Only one second later, thirty-two additional droid brains among the swarm of starfighters had exactly the same experience.

Because all four of the Krupx MG3 mini missile launchers on Depa's gunship were fully loaded.

As the two gunships penetrated the perimeter of the sprawling dogfight, Mace said, "Fire." A Krupx MG3 tube could fire one missile every standard second; each MG3 had two tubes, which carried magazines of four mini-missiles apiece. The Sienar Turbostorm close-assault gunship had four Krupx MG3s: two forward and two aft. On Mace's command, both ships emptied their magazines. The gunships blossomed with fire and rocket exhaust.

Sixteen missiles per second roared twisting through the sky.

The dogfight became a tangled web of vapor trails.
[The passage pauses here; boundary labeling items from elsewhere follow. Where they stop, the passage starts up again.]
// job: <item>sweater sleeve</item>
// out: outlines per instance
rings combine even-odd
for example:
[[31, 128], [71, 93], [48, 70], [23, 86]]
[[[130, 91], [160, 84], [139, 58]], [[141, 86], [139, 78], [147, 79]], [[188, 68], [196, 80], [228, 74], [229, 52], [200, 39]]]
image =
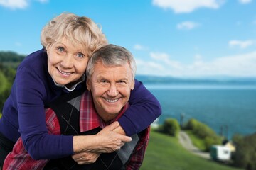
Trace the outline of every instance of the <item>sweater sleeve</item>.
[[146, 129], [161, 114], [160, 103], [137, 80], [135, 80], [135, 86], [131, 91], [129, 103], [130, 107], [118, 120], [128, 136]]
[[44, 100], [47, 84], [30, 67], [20, 67], [16, 77], [19, 132], [24, 147], [34, 159], [50, 159], [73, 153], [73, 136], [49, 135]]

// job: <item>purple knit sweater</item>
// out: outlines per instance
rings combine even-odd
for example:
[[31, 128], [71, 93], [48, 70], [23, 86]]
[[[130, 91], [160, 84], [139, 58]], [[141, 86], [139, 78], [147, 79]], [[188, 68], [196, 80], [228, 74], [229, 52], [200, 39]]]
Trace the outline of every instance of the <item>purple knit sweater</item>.
[[[85, 82], [75, 90], [82, 88]], [[56, 86], [48, 74], [44, 49], [29, 55], [17, 69], [11, 93], [4, 106], [0, 132], [14, 142], [21, 135], [26, 150], [35, 159], [73, 154], [73, 136], [49, 135], [46, 125], [45, 107], [65, 93], [68, 91]], [[127, 135], [143, 130], [161, 113], [159, 102], [139, 81], [135, 81], [129, 102], [131, 106], [118, 120]]]

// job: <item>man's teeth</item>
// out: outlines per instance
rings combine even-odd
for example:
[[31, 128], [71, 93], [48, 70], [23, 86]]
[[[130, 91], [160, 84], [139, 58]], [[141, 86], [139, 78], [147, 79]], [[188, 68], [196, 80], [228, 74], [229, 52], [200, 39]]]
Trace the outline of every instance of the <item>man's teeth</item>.
[[114, 100], [106, 99], [106, 101], [110, 103], [114, 103], [117, 102], [118, 99], [114, 99]]
[[70, 75], [71, 74], [71, 73], [70, 73], [70, 72], [64, 72], [63, 71], [61, 71], [60, 69], [59, 69], [59, 71], [61, 74], [63, 74], [65, 75]]

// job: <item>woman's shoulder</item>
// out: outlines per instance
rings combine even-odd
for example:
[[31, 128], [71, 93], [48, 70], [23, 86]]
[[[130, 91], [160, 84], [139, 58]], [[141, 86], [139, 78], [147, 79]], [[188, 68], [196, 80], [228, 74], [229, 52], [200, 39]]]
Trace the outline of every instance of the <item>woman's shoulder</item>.
[[26, 56], [21, 62], [19, 67], [31, 67], [36, 69], [44, 64], [47, 64], [47, 54], [43, 48]]

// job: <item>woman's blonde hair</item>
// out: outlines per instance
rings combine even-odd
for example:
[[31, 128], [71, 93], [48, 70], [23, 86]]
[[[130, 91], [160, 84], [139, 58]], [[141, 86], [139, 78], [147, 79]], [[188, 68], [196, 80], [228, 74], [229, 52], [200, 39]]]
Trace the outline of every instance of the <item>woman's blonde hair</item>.
[[88, 57], [107, 44], [101, 28], [95, 22], [87, 17], [70, 13], [63, 13], [50, 21], [42, 30], [41, 42], [46, 48], [63, 38], [74, 45], [82, 44]]

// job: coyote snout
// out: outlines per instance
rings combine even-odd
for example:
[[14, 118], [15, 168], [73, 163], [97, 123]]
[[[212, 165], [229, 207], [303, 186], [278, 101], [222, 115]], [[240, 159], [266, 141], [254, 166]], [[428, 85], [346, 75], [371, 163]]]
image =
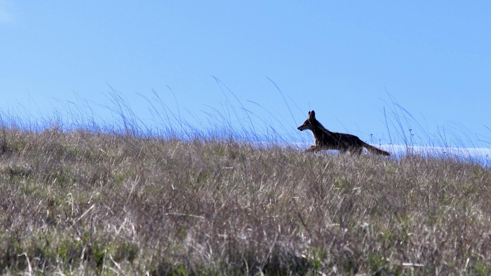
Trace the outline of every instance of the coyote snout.
[[310, 130], [314, 136], [315, 144], [304, 151], [317, 152], [327, 149], [337, 149], [342, 153], [349, 151], [352, 154], [361, 154], [363, 148], [376, 154], [390, 155], [390, 154], [362, 141], [357, 137], [347, 133], [329, 131], [315, 118], [314, 110], [308, 111], [308, 117], [303, 124], [297, 128], [301, 131]]

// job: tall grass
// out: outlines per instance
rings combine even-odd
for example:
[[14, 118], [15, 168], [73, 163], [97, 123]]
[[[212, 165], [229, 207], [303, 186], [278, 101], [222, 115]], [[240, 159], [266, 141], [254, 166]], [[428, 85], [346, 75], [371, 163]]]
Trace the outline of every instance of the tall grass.
[[0, 273], [491, 273], [491, 171], [415, 151], [396, 102], [407, 153], [385, 158], [302, 154], [228, 100], [195, 126], [156, 92], [151, 121], [107, 97], [1, 113]]

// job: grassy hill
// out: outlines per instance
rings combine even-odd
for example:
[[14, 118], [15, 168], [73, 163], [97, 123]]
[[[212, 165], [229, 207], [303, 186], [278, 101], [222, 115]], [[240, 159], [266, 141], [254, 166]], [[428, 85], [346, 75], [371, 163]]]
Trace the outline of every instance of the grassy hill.
[[491, 273], [491, 171], [441, 158], [8, 128], [0, 273]]

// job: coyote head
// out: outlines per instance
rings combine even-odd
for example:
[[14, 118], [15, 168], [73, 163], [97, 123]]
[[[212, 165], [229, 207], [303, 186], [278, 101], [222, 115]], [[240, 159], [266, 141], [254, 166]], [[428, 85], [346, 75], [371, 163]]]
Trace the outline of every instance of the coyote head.
[[314, 110], [308, 111], [308, 117], [303, 122], [303, 124], [297, 129], [301, 131], [306, 129], [309, 129], [313, 131], [314, 130], [314, 122], [315, 121], [315, 112]]

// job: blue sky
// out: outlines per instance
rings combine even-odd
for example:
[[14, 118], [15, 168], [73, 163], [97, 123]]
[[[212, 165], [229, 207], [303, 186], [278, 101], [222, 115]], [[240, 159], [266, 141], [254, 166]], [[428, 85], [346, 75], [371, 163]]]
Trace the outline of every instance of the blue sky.
[[314, 110], [330, 130], [389, 142], [388, 92], [417, 122], [404, 131], [489, 146], [490, 14], [486, 1], [0, 0], [0, 107], [35, 113], [75, 93], [104, 105], [110, 85], [144, 118], [153, 89], [206, 121], [241, 107], [214, 76], [279, 132]]

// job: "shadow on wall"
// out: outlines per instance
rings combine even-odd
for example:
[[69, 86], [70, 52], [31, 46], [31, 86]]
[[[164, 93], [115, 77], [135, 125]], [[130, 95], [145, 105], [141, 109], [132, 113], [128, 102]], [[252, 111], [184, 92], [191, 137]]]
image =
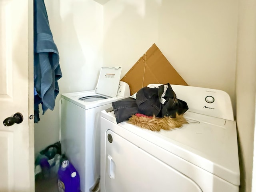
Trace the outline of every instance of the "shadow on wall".
[[121, 63], [121, 78], [158, 41], [156, 8], [160, 5], [156, 1], [129, 2], [111, 0], [104, 7], [104, 64]]

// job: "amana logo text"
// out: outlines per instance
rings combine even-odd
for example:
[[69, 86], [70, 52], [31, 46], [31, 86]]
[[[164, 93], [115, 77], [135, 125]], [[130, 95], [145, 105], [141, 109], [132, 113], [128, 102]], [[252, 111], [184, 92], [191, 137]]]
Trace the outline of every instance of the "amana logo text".
[[207, 109], [214, 109], [214, 108], [212, 108], [211, 107], [206, 107], [206, 105], [204, 107], [204, 108], [206, 108]]

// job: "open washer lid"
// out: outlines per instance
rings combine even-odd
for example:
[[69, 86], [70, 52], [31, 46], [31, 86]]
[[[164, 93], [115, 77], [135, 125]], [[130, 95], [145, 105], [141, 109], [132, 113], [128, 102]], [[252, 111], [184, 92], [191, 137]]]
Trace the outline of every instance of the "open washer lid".
[[102, 67], [96, 92], [106, 96], [116, 96], [122, 67]]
In the gunship's open cockpit, Nick watched his widescan, whistling. "Wow. Those starfighters are quick." Mace said, "Yes." "Two thirds of our missiles are gonna miss altogether. No: three quarters. More. Damn, they're fast." "It doesn't matter." "What do you mean, it doesn't matter? It's just our butts, that's all! Not to mention those poor ruskakks in the landers." Mace Windu said, "Watch." Nick's estimate proved to be overly optimistic: of the fifty-nine missiles fired, only six found their targets. Three more were accidentally intercepted by DSFs which they were not locked onto. The rest were destroyed by the droids' inhumanly precise counterfire, or were simply evaded by the nimble craft; dozens flashed away into the sky until their propellant was exhausted and they began the long slow tumble to the surface.